Referring to FIG. 5, preferably, a sound absorbent material 46, such as foam rubber, is inserted into the barrel portion 18 of the shaft 12 prior to attachment of the barrel 38, for deadening the ringing of the hollow metal bat 10, to more closely approximate the sound of a wood bat. The density of the sound deadening material may be desirably increased, such as when foam rubber is employed as the sound deadening material, by compressing the material into the barrel 38.
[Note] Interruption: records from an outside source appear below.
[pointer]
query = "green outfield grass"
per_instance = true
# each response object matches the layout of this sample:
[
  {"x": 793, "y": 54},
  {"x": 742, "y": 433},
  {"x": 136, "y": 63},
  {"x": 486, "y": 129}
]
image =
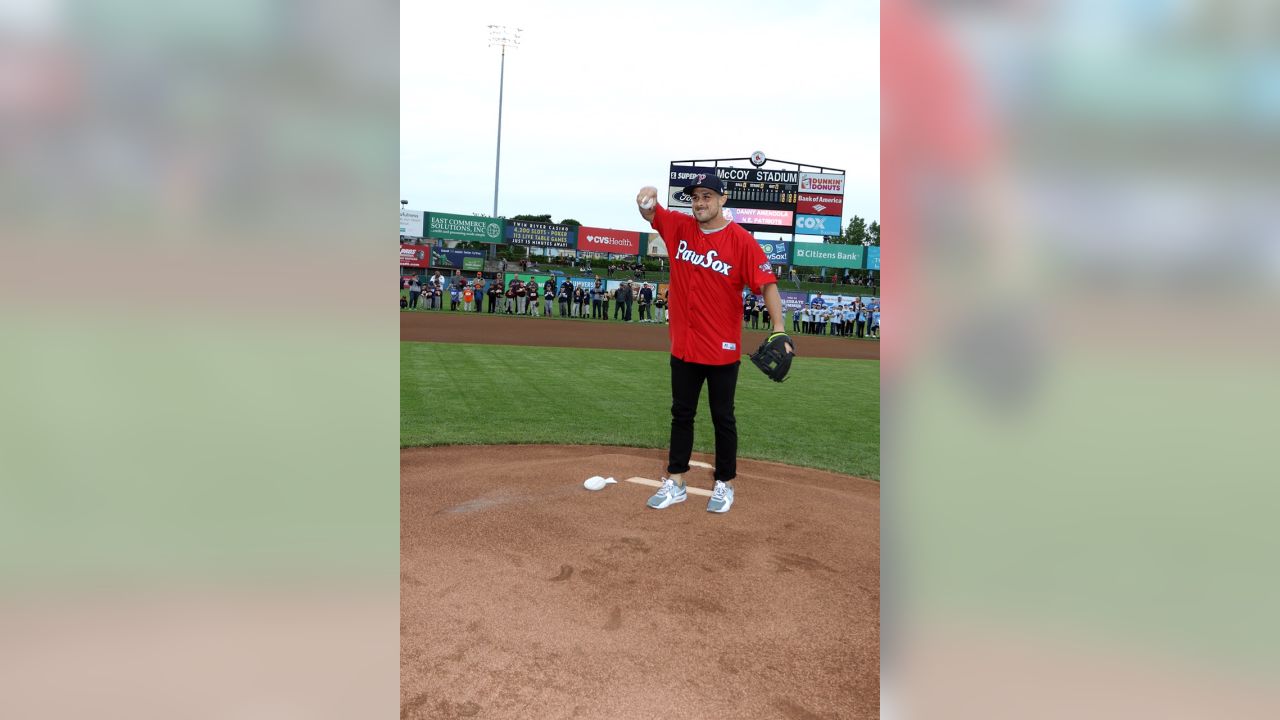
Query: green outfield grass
[{"x": 826, "y": 415}]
It is to be recognized that, while a specific embodiment of a baseball bat having a tunable shaft and a method for construction thereof have been described as preferred, other configurations and methods could be utilized without departing from the principles of the invention. In particular, because it is not known why the aforedescribed structure provides for significant performance increase, it will be appreciated that the invention is not limited to the specific embodiment disclosed, as alternative embodiments within the concept of the invention are anticipated to become evident and, potentially, numerous. For example, in the preferred embodiment, there are a limited number of tunable sub-portions, such as the 7 shown in FIGS. 3A and 3B. It is expected that more or fewer tunable sub-portions will provide for advantage. As another example, it is anticipated that a tunable sub-portion may have a cylindrical diameter and wall thickness that varies in a different manner than that described above. For example, a tunable sub-portion may advantageously be provided as having a larger cylindrical diameter than adjacent tunable sub-portions on either side. As still a further example, the shape and structure of the transition portions may bear on the observed performance and may vary from that described.
The terms and expressions which have been employed in the foregoing specification are used therein as terms of description and not of limitation, and there is no intention of the use of such terms and expressions of excluding equivalents of the features shown and described or portions thereof, it being recognized that the scope of the invention is defined and limited only by the claims which follow.